The wheels are coming off ObamaCare even sooner than most had predicted. The American people are not being fooled by the sugar-coated sales campaign, jobs are being lost, health costs are rising, and the first program to be launched is a dud.

A new CNN poll shows that fifty-six percent of the American people oppose the health overhaul law, with only 40 percent supporting it – virtually unchanged from March when the Obamacare legislation passed. Rasmussen's latest poll of likely voters shows 60 percent want Obamacare repealed. It's in light of facts like these that mean that liberal advocates for the Obamacare law now have no choice but to admit that their messaging campaign has failed. In a conference call yesterday hosted by Families USA to share extensive polling data, Obamacare advocates were told to stop saying that the law will reduce costs and lower the deficit. It’s not true and people don’t believe it. Instead, they advised liberals to focus on anecdotes about average Americans who have been helped by the legislation's changes.

Do liberals really believe that people aren't going to pay attention to double-digit premium increases that are coming, $575 billion coming out of Medicare to pay for massive new entitlement programs, the $500 billion in new taxes that are driving up health costs, the barrage of new regulations putting employers and the health sector in a straightjacket, and the despised individual mandate that will force Americans to purchase expensive, government-dictated health insurance?

Today’s news has direct evidence of jobs being lost as a result of ObamaCare. Assurant Health, a health insurer based in Milwaukee that specializes in individual and small group policies, announced that it is laying off 130 workers as of October 1. Assurant is a terrific company that was the first to sell a Health Savings Account policy and has continued to be responsive with innovative products to serve customer needs.
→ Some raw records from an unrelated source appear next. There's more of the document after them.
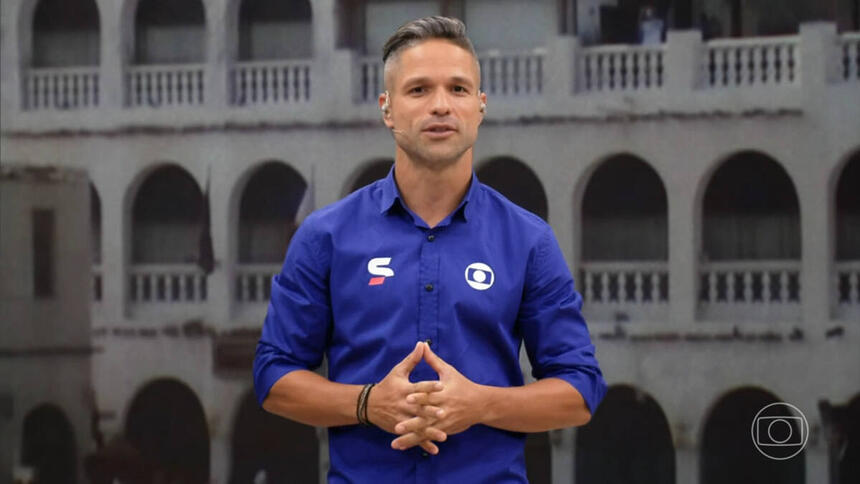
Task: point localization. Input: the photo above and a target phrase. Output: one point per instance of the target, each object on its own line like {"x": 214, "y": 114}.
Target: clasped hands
{"x": 427, "y": 411}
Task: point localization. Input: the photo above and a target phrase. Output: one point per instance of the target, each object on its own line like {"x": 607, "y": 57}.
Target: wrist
{"x": 485, "y": 404}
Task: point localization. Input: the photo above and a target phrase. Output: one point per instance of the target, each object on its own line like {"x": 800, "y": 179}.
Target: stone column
{"x": 115, "y": 54}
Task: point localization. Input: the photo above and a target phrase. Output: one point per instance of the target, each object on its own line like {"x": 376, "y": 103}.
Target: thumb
{"x": 407, "y": 364}
{"x": 438, "y": 364}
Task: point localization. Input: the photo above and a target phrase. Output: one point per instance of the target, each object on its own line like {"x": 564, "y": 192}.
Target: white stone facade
{"x": 684, "y": 107}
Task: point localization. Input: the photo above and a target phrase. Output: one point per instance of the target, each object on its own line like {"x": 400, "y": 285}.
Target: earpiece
{"x": 386, "y": 105}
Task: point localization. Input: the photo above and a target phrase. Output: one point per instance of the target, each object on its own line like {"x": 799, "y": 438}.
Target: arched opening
{"x": 66, "y": 33}
{"x": 166, "y": 218}
{"x": 267, "y": 212}
{"x": 624, "y": 274}
{"x": 624, "y": 213}
{"x": 848, "y": 211}
{"x": 48, "y": 445}
{"x": 516, "y": 181}
{"x": 538, "y": 458}
{"x": 848, "y": 239}
{"x": 373, "y": 171}
{"x": 750, "y": 240}
{"x": 265, "y": 444}
{"x": 841, "y": 425}
{"x": 627, "y": 442}
{"x": 167, "y": 427}
{"x": 751, "y": 211}
{"x": 170, "y": 32}
{"x": 272, "y": 29}
{"x": 728, "y": 451}
{"x": 96, "y": 240}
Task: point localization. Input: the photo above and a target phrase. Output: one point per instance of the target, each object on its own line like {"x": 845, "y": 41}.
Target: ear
{"x": 482, "y": 96}
{"x": 385, "y": 108}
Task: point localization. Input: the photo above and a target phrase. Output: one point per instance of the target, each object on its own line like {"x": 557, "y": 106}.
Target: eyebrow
{"x": 424, "y": 79}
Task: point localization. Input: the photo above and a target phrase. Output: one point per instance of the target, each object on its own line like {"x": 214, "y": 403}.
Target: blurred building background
{"x": 700, "y": 171}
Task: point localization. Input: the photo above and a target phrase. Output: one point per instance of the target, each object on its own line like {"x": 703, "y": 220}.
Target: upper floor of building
{"x": 96, "y": 65}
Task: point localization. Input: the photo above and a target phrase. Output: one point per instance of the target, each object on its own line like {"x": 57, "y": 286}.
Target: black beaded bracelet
{"x": 361, "y": 405}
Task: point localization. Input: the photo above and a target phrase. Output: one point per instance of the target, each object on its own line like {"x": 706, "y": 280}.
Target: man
{"x": 430, "y": 265}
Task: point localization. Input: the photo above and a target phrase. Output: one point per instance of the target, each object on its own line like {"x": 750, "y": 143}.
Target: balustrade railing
{"x": 167, "y": 283}
{"x": 848, "y": 289}
{"x": 849, "y": 59}
{"x": 276, "y": 82}
{"x": 254, "y": 282}
{"x": 512, "y": 73}
{"x": 158, "y": 86}
{"x": 750, "y": 62}
{"x": 61, "y": 88}
{"x": 621, "y": 291}
{"x": 621, "y": 68}
{"x": 754, "y": 289}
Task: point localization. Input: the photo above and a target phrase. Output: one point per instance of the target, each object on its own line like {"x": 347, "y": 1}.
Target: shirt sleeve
{"x": 554, "y": 331}
{"x": 298, "y": 320}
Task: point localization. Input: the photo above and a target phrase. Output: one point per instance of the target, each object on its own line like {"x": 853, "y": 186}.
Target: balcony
{"x": 755, "y": 290}
{"x": 167, "y": 85}
{"x": 173, "y": 292}
{"x": 683, "y": 76}
{"x": 252, "y": 290}
{"x": 255, "y": 83}
{"x": 625, "y": 291}
{"x": 848, "y": 290}
{"x": 61, "y": 88}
But new one-size-fits-all regulatory requirements are forcing insurers to slash personnel to meet new “administrative” tests, rules that present real challenges to a company that focuses on direct customer service rather than selling policies thousands at a time. Assurant is highly adaptable and will survive, but many capable employees and their families can thank ObamaCare for losing their jobs.

The president’s much-touted high-risk pools so far are a flop. Kaiser Health News reports today that “an unexpectedly small number of people” have signed up for the program designed to provide insurance for people with pre-existing conditions who were uninsured for at least six months. So far, a total of about 3,600 people have applied for state plans and 1,200 have been approved, with another 2,400 in the 22 state plans operated by the federal government.
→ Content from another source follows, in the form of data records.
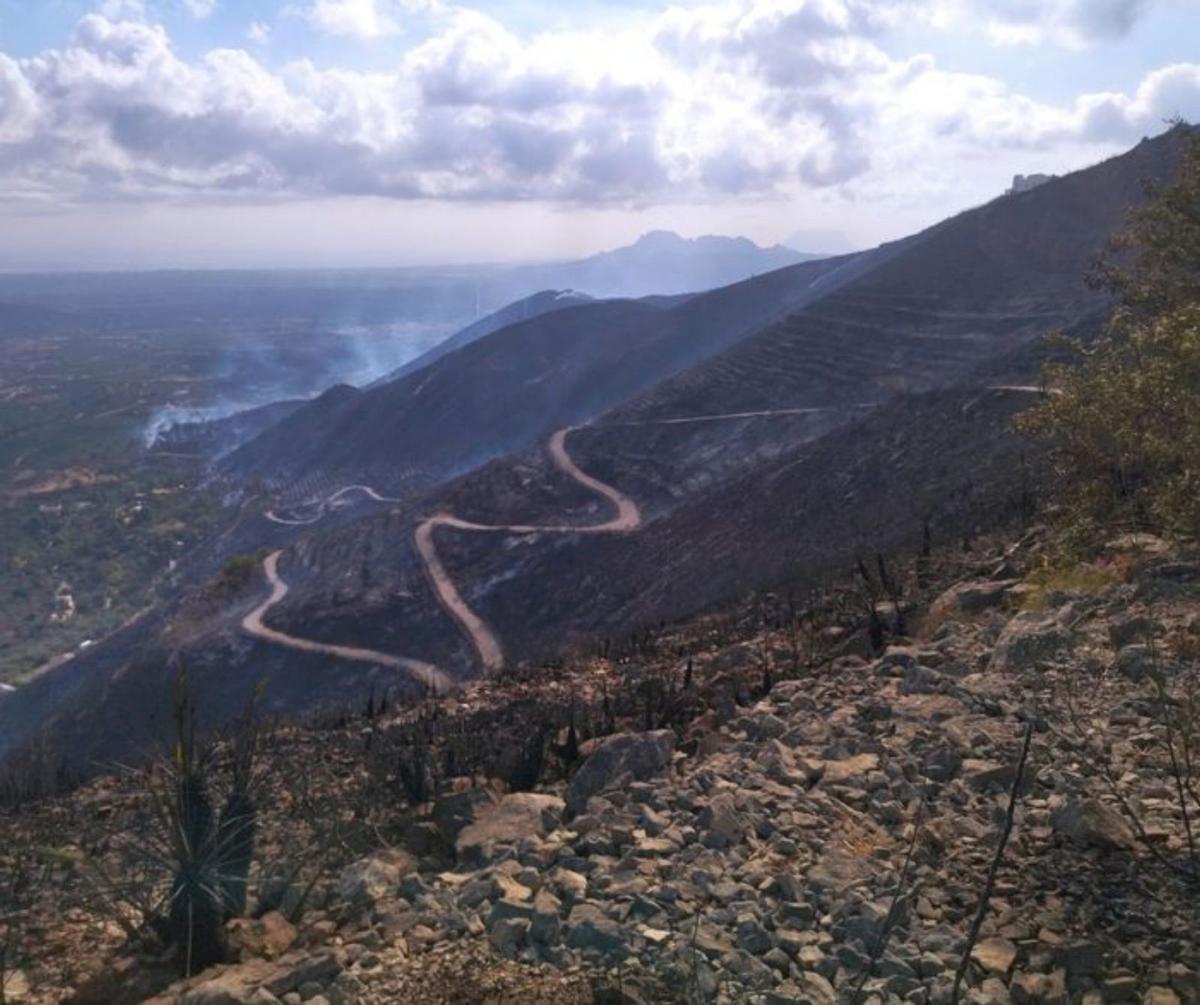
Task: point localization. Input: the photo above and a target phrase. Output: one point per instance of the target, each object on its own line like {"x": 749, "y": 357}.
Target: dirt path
{"x": 627, "y": 518}
{"x": 252, "y": 624}
{"x": 491, "y": 654}
{"x": 323, "y": 505}
{"x": 1024, "y": 389}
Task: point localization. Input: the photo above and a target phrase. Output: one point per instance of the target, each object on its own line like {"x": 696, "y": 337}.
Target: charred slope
{"x": 520, "y": 311}
{"x": 505, "y": 391}
{"x": 732, "y": 503}
{"x": 946, "y": 314}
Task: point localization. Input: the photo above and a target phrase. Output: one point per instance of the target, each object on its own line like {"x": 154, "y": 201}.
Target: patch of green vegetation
{"x": 1123, "y": 420}
{"x": 1072, "y": 578}
{"x": 79, "y": 563}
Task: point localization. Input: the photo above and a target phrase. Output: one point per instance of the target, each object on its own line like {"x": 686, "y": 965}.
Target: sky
{"x": 258, "y": 133}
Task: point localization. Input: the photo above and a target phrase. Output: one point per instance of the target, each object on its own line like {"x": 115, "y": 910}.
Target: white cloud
{"x": 258, "y": 32}
{"x": 363, "y": 18}
{"x": 1074, "y": 23}
{"x": 201, "y": 8}
{"x": 737, "y": 98}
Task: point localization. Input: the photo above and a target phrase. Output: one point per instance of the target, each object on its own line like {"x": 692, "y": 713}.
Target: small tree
{"x": 1123, "y": 416}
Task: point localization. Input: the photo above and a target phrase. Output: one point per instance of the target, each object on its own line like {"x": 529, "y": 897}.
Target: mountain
{"x": 519, "y": 311}
{"x": 505, "y": 391}
{"x": 766, "y": 432}
{"x": 658, "y": 263}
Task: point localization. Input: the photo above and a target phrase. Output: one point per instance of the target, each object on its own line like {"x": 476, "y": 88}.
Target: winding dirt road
{"x": 627, "y": 518}
{"x": 491, "y": 655}
{"x": 252, "y": 624}
{"x": 323, "y": 506}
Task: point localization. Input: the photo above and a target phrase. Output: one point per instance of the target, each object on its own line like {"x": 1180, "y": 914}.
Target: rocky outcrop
{"x": 635, "y": 757}
{"x": 515, "y": 818}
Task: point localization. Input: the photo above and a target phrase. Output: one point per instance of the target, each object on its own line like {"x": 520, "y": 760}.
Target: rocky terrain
{"x": 817, "y": 811}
North Carolina’s pool director says that “interest in the program has been lower than we expected.” Connecticut had enrolled just one person as of last week.
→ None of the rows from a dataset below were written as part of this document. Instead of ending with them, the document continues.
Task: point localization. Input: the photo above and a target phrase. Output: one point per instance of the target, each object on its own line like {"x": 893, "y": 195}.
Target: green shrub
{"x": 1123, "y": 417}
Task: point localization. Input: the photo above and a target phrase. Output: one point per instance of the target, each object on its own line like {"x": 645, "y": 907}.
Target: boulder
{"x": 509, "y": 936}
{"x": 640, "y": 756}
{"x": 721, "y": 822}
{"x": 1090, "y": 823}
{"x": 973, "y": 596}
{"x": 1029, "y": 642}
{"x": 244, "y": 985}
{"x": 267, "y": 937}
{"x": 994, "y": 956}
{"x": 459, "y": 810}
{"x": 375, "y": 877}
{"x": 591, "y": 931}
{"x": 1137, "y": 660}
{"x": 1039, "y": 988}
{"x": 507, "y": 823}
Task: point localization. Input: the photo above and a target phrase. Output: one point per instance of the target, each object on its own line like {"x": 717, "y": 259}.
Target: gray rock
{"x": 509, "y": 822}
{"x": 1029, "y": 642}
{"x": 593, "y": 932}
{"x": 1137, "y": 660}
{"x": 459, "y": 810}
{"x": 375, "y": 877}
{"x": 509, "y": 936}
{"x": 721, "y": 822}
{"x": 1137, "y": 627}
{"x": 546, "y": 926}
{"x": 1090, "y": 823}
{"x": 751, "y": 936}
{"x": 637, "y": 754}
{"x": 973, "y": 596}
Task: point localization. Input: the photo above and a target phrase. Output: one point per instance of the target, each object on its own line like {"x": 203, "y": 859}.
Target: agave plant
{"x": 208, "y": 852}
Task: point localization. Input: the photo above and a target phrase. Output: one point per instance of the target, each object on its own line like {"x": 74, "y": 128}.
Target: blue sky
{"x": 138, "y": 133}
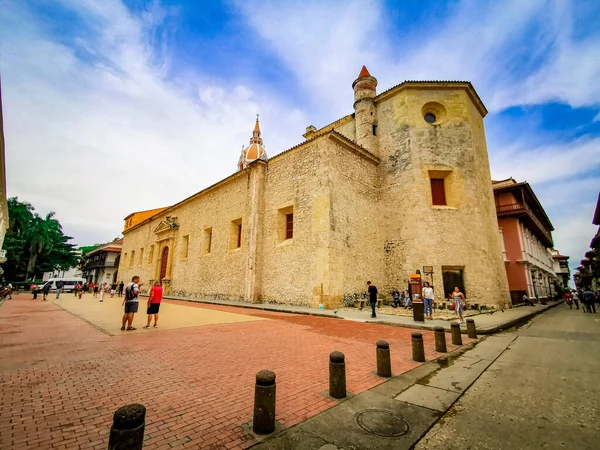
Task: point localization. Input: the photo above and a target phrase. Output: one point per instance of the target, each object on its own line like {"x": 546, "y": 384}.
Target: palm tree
{"x": 41, "y": 238}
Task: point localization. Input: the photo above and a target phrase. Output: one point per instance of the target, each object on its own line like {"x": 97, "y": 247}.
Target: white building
{"x": 101, "y": 264}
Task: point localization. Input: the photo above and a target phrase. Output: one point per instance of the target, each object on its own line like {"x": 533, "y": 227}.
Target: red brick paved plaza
{"x": 63, "y": 378}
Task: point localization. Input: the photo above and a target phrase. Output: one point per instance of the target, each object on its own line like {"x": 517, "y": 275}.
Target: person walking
{"x": 372, "y": 298}
{"x": 526, "y": 300}
{"x": 406, "y": 300}
{"x": 428, "y": 299}
{"x": 46, "y": 290}
{"x": 396, "y": 298}
{"x": 154, "y": 300}
{"x": 131, "y": 303}
{"x": 59, "y": 286}
{"x": 576, "y": 299}
{"x": 459, "y": 303}
{"x": 103, "y": 288}
{"x": 589, "y": 301}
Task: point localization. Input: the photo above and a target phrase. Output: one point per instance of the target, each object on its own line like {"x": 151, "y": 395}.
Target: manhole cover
{"x": 381, "y": 422}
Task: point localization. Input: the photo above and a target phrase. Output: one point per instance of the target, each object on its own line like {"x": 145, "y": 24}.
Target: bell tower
{"x": 365, "y": 111}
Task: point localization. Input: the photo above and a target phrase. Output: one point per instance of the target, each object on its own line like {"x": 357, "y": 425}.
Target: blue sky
{"x": 113, "y": 106}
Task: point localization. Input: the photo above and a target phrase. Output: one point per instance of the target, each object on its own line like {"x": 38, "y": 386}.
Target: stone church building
{"x": 401, "y": 184}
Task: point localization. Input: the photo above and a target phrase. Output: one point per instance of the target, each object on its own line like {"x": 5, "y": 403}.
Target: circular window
{"x": 433, "y": 113}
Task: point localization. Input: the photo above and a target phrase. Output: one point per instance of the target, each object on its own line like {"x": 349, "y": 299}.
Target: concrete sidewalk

The risk pools were flawed from the start, as we have written. Washington should have instead provided adequate resources to the states to supplement existing risk pools or create their own.

ObamaCare will get even more unpopular as the damage of this fatally flawed legislation becomes clearer. And it also will become clear that the only solution will be to start over with a clean sheet of paper with sensible reforms that don’t take a wrecking ball to our health sector.